Tran also discusses perhaps the first Vietnamese law that regulates same-sex relations as a matter of contamination of the patrilineal rule of the family. The Book of Good Government of the Hong Duc Era (Hong Duc Thien Chinh) is a compendium of laws, proclamations, and edicts which outline Confucian expectations for Vietnamese personal conduct in the 1540s. One statute prohibits sexual relations between family members, which included household servants. Tran argues that ‘a close reading of the language used suggests that it proscribed a male servant from sodomising the son of a household’, a crime punishable by decapitation.

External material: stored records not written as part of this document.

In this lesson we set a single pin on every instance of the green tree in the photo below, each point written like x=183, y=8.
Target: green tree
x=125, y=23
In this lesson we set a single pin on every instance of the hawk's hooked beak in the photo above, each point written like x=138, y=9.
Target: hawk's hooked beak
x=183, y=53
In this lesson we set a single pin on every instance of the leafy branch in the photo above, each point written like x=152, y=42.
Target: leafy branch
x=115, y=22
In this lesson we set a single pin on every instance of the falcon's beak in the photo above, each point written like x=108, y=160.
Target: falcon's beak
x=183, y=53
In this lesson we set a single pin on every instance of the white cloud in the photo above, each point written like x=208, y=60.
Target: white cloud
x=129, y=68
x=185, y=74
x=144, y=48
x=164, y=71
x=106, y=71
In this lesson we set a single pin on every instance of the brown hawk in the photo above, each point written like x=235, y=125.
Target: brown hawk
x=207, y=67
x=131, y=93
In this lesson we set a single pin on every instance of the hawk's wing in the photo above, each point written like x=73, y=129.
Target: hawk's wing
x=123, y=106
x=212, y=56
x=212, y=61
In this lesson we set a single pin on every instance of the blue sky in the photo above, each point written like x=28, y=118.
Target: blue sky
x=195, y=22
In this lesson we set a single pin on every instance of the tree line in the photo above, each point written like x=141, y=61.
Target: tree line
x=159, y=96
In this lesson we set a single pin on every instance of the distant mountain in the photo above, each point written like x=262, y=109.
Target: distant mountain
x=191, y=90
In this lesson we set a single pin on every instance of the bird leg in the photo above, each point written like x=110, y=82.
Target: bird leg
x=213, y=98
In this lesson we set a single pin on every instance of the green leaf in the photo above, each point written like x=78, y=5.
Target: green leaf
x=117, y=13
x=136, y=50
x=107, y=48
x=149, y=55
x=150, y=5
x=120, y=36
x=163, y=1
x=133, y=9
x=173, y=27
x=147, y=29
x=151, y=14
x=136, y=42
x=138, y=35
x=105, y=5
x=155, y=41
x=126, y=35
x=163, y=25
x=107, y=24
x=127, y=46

Adopted sons (nghia nam) and designated successors (tu nam) who fornicate (gian) with their adopted mothers [shall be punished] the same as (dong) male household servants [cu’ cong nhan] who fornicate (gian) with the son[s] of the head of the household (gia trudng nam). They shall be decapitated (tram) (Nguyen 1959: 63 [cited in Tran 2004: 138]).

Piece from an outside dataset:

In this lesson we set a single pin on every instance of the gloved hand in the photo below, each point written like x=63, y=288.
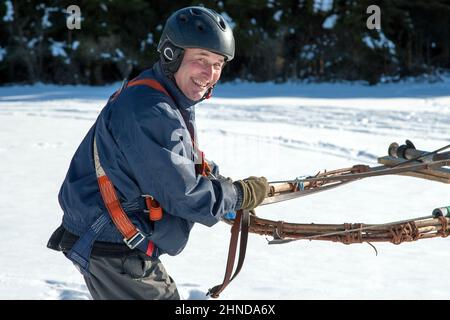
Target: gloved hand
x=253, y=191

Tran argues that ‘fornication’ (gian) specifically referred to anal or vaginal penetration within the context of a sexual hierarchy of domination and subordination. The penetration of the son of the head of the household was a kind of ‘violation of boundaries and the potential pollution of the agnatic line. … Having been penetrated by a person of mean social standing, the son of the head of the household could no longer play the role of a proper male, but was somehow rendered female and subordinate to the male servant’ (Tran 2004: 139). Thus, this Vietnamese provision against sodomy effectively punished the violation of patriarchal continuity and the classed social order, rather than the act of sodomy as a sexual act alone. Like many other statutes in the Hong Duc documents, it is unclear how widely this punishment was enforced. Outside of this statute, however, there are no other documented forms of direct legal intervention against male same-sex sexual activity in Vietnamese legal history.